Celeborn began his dramatic speech; "You will now venture into a unknown land, on a quest to obtain Legolas' rubber duck. Do you accept to see this mission through to the end?" There was a chorus of yeses, Pippin could be heard clearly saying: "as long as waffle night continues I shall see this mission through." Gandalf rolled his eyes. "Well is that everyone?" Celeborn asked. Frodo kicked Sam in the shin; Sam came back to reality with a jump and quickly said, "Yes, I would like some French toast!" Frodo shook his head in hopelessness.

Celeborn cleared his throat and ignored it. "You will be traveling through the mirror"; at this the fellowship all went "Oooo!" Celeborn glared at them. "You simply have to touch the surface then you will be transported to another realm"; Pippin started to go "Oooo" again but then stopped because he was the only one and Celeborn was giving him the death glare.

Celeborn was quite eager to get them as far away as possible by now, and told Legolas to go first because it was his rubber duck they were chasing after. Legolas went up to the mirror and looked at the water, "Oooo!
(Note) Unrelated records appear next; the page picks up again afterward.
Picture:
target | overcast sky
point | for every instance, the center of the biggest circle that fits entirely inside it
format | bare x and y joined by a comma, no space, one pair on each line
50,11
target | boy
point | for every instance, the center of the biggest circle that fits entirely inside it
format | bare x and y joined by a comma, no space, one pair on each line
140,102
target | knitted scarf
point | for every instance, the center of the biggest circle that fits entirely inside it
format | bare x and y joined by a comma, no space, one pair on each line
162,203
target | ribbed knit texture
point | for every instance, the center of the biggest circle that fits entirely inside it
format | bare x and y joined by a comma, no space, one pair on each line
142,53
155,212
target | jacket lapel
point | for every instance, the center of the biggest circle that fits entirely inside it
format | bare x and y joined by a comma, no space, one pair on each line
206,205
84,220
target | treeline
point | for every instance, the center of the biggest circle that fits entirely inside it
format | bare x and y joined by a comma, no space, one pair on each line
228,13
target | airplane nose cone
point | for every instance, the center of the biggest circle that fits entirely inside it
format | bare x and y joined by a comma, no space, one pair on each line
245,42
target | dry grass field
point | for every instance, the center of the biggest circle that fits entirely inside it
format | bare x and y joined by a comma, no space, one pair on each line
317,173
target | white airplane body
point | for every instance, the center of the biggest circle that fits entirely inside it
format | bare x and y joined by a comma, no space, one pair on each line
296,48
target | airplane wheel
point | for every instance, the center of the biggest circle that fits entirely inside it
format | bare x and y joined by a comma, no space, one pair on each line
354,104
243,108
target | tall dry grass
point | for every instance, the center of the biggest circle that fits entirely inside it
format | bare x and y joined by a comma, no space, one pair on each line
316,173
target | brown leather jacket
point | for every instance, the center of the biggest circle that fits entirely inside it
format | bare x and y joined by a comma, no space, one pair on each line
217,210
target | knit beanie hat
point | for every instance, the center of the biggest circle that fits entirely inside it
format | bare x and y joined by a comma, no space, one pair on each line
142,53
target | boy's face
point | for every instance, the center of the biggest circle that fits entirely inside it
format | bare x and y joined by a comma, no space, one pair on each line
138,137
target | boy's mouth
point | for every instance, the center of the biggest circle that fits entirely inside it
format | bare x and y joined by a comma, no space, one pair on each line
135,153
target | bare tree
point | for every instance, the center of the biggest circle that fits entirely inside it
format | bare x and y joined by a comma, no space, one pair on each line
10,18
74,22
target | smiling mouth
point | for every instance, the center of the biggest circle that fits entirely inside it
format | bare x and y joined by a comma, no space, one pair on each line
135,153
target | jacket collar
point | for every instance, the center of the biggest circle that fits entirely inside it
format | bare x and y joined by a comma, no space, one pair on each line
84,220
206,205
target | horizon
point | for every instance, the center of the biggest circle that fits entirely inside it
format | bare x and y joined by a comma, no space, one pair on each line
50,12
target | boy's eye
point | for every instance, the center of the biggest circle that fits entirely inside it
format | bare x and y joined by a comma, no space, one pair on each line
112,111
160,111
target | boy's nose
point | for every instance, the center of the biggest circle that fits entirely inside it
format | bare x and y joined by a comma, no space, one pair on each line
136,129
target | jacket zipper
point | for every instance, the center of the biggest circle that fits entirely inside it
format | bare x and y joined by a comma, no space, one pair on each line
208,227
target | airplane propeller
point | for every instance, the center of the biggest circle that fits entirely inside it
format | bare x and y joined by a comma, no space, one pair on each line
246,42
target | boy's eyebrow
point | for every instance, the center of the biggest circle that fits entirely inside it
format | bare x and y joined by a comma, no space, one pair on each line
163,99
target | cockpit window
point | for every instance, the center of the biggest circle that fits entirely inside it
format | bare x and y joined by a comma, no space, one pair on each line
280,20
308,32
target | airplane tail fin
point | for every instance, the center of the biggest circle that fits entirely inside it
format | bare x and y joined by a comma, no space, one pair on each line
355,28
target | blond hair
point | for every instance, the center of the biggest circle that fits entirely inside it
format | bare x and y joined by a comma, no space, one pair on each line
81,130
Pretty!" he squealed, "I see a tree, and another tre-" Celeborn had pushed the elf into the mirror and Legolas was swiftly sucked through the surface of the water. "Who's next?" Celeborn inquired cheerfully though his expression was slightly crazed. The fellowship backed away from Celeborn slowly.

Celeborn was not discouraged, he went over to the unconscious lump on the grass that was Merry and picked him up and dunked his head in the mirror, and he was gone in a blink of an eye. Pippin was panicking, Merry was somewhere, unconscious and he wasn't. If he didn't go who would help him steal all Boromir's socks? Who would help him hide every spoon in the house on soup day? Pippin lost it. He started running around, arms flailing and yelling, then tripped over a coffee table and fell into the mirror. Sam heard Gimli mention something to Gandalf about mad cow disease.

Meanwhile

Legolas landed face first on a cold hard floor, his head spinning. He lifted his head to try and find out where in the heck he was. He was in a hall; there were at least two doors and a staircase. He put his head down again to try and stop the hallway from spinning around crazily. All of a sudden a heavy body fell on top of Legolas and he jumped up causing the body to roll off of him on to the floor. He looked down to see Merry lifeless looking on the floor and completely lost what little sanity he had. He began running around Merry waving his arms about screaming " DEAD HOBBIT! DEAD HOBBIT! EWW IT TOUCHED ME!" in about two and a half moments a woman in a full-length green dress came running up the stairs followed by a girl in blue jeans. They stared at the elf that at noticing their presence stopped running and screaming, said "Hullo!" pleasantly, before another body dropped out of nowhere and landed on his head causing him to fall to the floor.